The scripts section contains scripts that are executed by running the command npm run <script name>, the start script can also be run with the shortcut command npm start.

The start script starts the api normally using node, and the start:dev script starts the api in development mode using nodemon which automatically restarts the server when a file is changed.

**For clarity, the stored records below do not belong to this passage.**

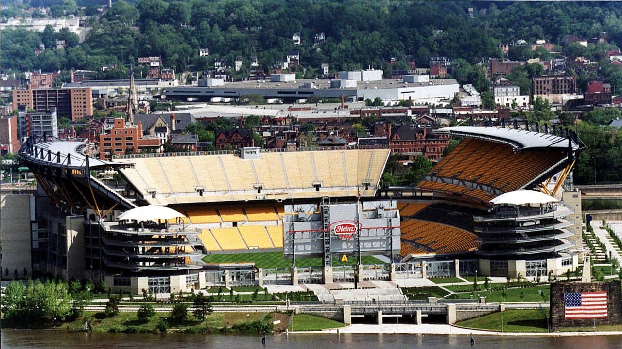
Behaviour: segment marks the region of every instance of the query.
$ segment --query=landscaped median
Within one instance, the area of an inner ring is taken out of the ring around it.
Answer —
[[[456,324],[473,329],[503,332],[547,332],[549,309],[511,309]],[[622,325],[564,327],[559,332],[622,331]]]
[[[145,320],[139,320],[134,312],[119,312],[106,317],[103,312],[85,312],[83,317],[63,323],[57,328],[70,331],[88,330],[94,332],[129,333],[257,333],[263,331],[284,331],[290,314],[278,312],[213,312],[200,320],[189,314],[185,319],[172,322],[169,313],[156,313]],[[276,325],[274,322],[279,322]]]
[[[290,331],[321,331],[329,329],[344,327],[345,324],[326,319],[321,316],[299,314],[294,315],[294,320],[289,326]]]

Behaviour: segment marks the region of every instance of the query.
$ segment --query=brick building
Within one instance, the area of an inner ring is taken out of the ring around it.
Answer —
[[[444,78],[447,75],[447,68],[443,65],[432,65],[430,66],[430,76],[440,76]]]
[[[11,116],[0,119],[0,148],[2,155],[19,151],[19,137],[17,136],[17,117]]]
[[[583,99],[588,104],[610,104],[611,103],[611,85],[600,81],[592,81],[587,84],[587,92]]]
[[[26,106],[45,112],[55,107],[58,117],[75,121],[93,115],[91,88],[60,89],[17,89],[12,91],[14,109]]]
[[[143,152],[158,152],[162,149],[160,138],[142,135],[142,123],[126,125],[124,119],[115,119],[110,133],[100,135],[100,158],[109,160],[113,154]]]
[[[577,76],[534,76],[531,79],[531,91],[534,99],[541,97],[551,103],[561,102],[562,96],[577,93]]]
[[[501,61],[496,58],[490,60],[490,76],[496,77],[499,75],[505,76],[509,74],[512,70],[517,66],[524,65],[525,62],[516,61]]]
[[[253,132],[241,129],[216,131],[214,143],[216,149],[224,149],[228,145],[232,148],[254,147]]]
[[[382,137],[380,129],[378,124],[375,125],[374,136]],[[386,124],[386,134],[391,135],[389,146],[391,153],[407,155],[409,161],[419,155],[423,155],[431,161],[437,161],[449,145],[449,136],[435,135],[432,131],[432,127],[430,125],[407,124],[396,125],[392,131],[391,125]]]

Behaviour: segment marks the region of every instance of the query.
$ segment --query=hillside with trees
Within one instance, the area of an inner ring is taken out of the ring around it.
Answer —
[[[598,60],[607,49],[620,47],[622,38],[620,6],[606,2],[121,0],[103,14],[93,11],[97,5],[73,0],[3,1],[2,21],[23,14],[29,6],[50,6],[55,9],[52,17],[100,16],[87,21],[93,27],[80,45],[71,32],[2,30],[1,67],[96,70],[103,65],[129,66],[138,57],[161,56],[164,66],[179,72],[205,69],[216,58],[233,62],[237,56],[257,56],[266,70],[287,51],[297,50],[302,71],[311,76],[323,63],[335,70],[378,69],[386,68],[391,57],[412,57],[425,68],[430,57],[445,56],[461,58],[468,66],[482,58],[501,58],[499,43],[545,39],[559,44],[566,35],[591,38],[605,32],[609,43],[585,52]],[[469,7],[474,9],[473,18]],[[297,32],[302,37],[299,46],[291,40]],[[320,32],[325,42],[315,45],[313,37]],[[56,39],[65,40],[65,50],[35,55],[39,44],[53,47]],[[208,48],[210,55],[200,57],[200,48]],[[513,55],[545,54],[534,52]],[[402,59],[396,67],[407,65]]]

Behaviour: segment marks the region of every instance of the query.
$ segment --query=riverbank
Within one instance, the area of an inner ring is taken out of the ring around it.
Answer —
[[[409,335],[464,335],[503,337],[576,337],[621,336],[622,331],[568,332],[501,332],[474,330],[452,325],[422,324],[420,325],[387,324],[370,325],[355,324],[340,329],[322,331],[296,331],[290,334],[409,334]]]

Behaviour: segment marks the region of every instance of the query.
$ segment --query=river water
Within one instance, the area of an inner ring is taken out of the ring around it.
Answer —
[[[261,337],[191,335],[185,333],[132,334],[66,332],[58,330],[2,330],[2,349],[59,348],[121,349],[124,348],[223,348],[226,349],[371,349],[391,348],[434,349],[476,348],[518,349],[620,349],[622,336],[564,337],[476,336],[470,345],[468,336],[369,334],[284,334],[269,335],[265,346]]]

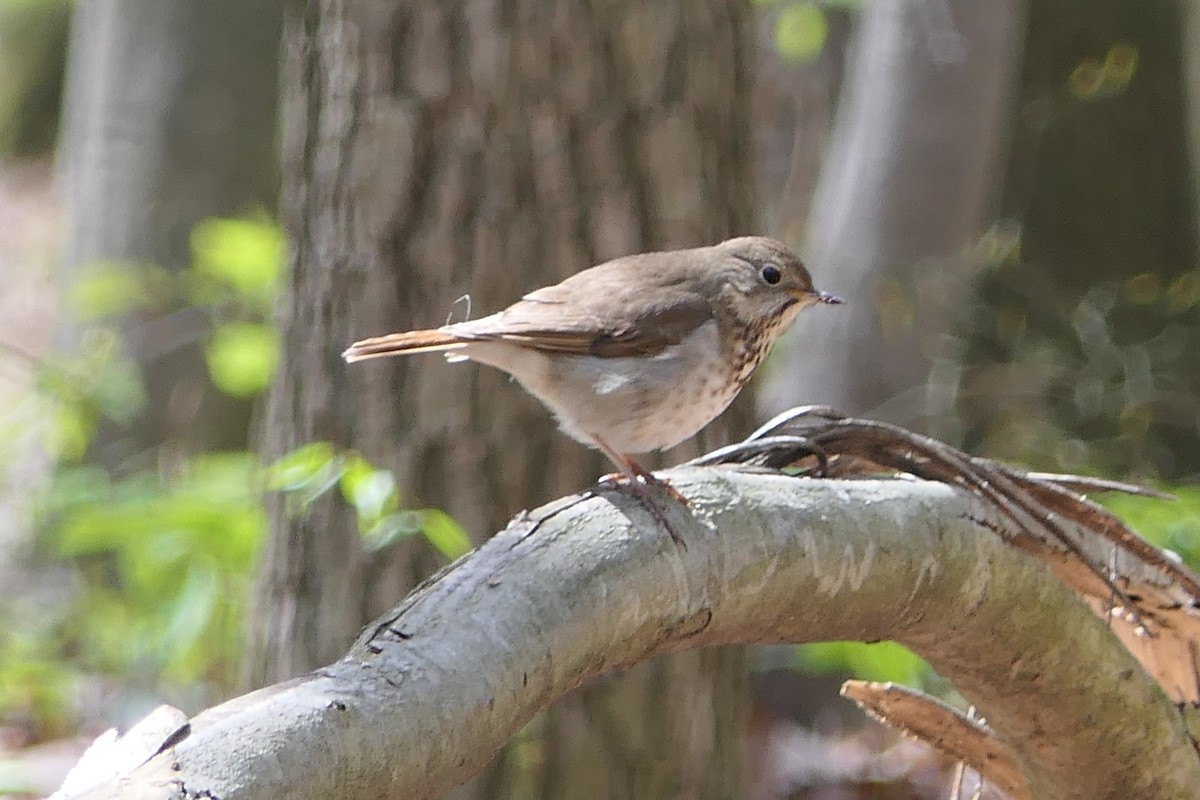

For more info see https://docs.npmjs.com/files/package.json.

{
    "name": "node-jwt-authentication-api",
    "version": "1.0.0",
    "description": "NodeJS JWT Authentication API",
    "license": "MIT",
    "repository": {
        "type": "git",
        "url": "https://github.com/cornflourblue/node-jwt-authentication-api.git"
    },
    "scripts": {
        "start": "node ./server.js",
        "start:dev": "nodemon ./server.js"
    },
    "dependencies": {
        "cors": "^2.8.5",
        "express": "^4.18.2",
        "express-jwt": "^8.4.1",
        "jsonwebtoken": "^9.0.0",
        "rootpath": "^0.1.2"
    },
    "devDependencies": {
        "nodemon": "^2.0.20"
    }
}

Node JWT Server Startup File

The server.js file is the entry point into the api, it configures application middleware, binds controllers to routes and starts the Express web server for the api.

require('rootpath')();
const express = require('express');
const app = express();
const cors = require('cors');
const jwt = require('_helpers/jwt');
const errorHandler = require('_helpers/error-handler');

app.use(express.urlencoded({ extended: false }));
app.use(express.json());
app.use(cors());

// use JWT auth to secure the api
app.use(jwt());

// api routes
app.use('/users', require('./users/users.controller'));

// global error handler
app.use(errorHandler);

// start server
const port = process.env.NODE_ENV === 'production' ? 80 : 4000;
const server = app.listen(port, function () {
    console.log('Server listening on port ' + port);
});

Update History:

• 14 Apr 2023 - Updated to express-jwt 8.4.1 and express-jwt 9.0.0, and removed body-parser because it's no longer required.
• 20 Nov 2022 - Updated to express 4.18.2 and express-jwt 7.7.7.
• 13 Aug 2020 - Added instructions to run with an ASP.NET Core Blazor WebAssembly client app.
• 02 Jul 2020 - Updated to express-jwt 6.0.0 to fix security vulnerability.
• 18 Jun 2020 - Uploaded video showing how to run the Node.js api with a React + Redux app.
• 12 Jun 2020 - Uploaded video showing how to download, run and test the Node.js api with Postman.
• 08 Jun 2020 - Updated to express 4.17.1, added testing with Postman instructions and made a couple of small improvements to the user service and controller.
• 05 Jun 2020 - Uploaded video showing how to run the Node.js api with an Angular 9 app.
• 06 Aug 2018 - Built with Node.js and Express.js 4.16.3.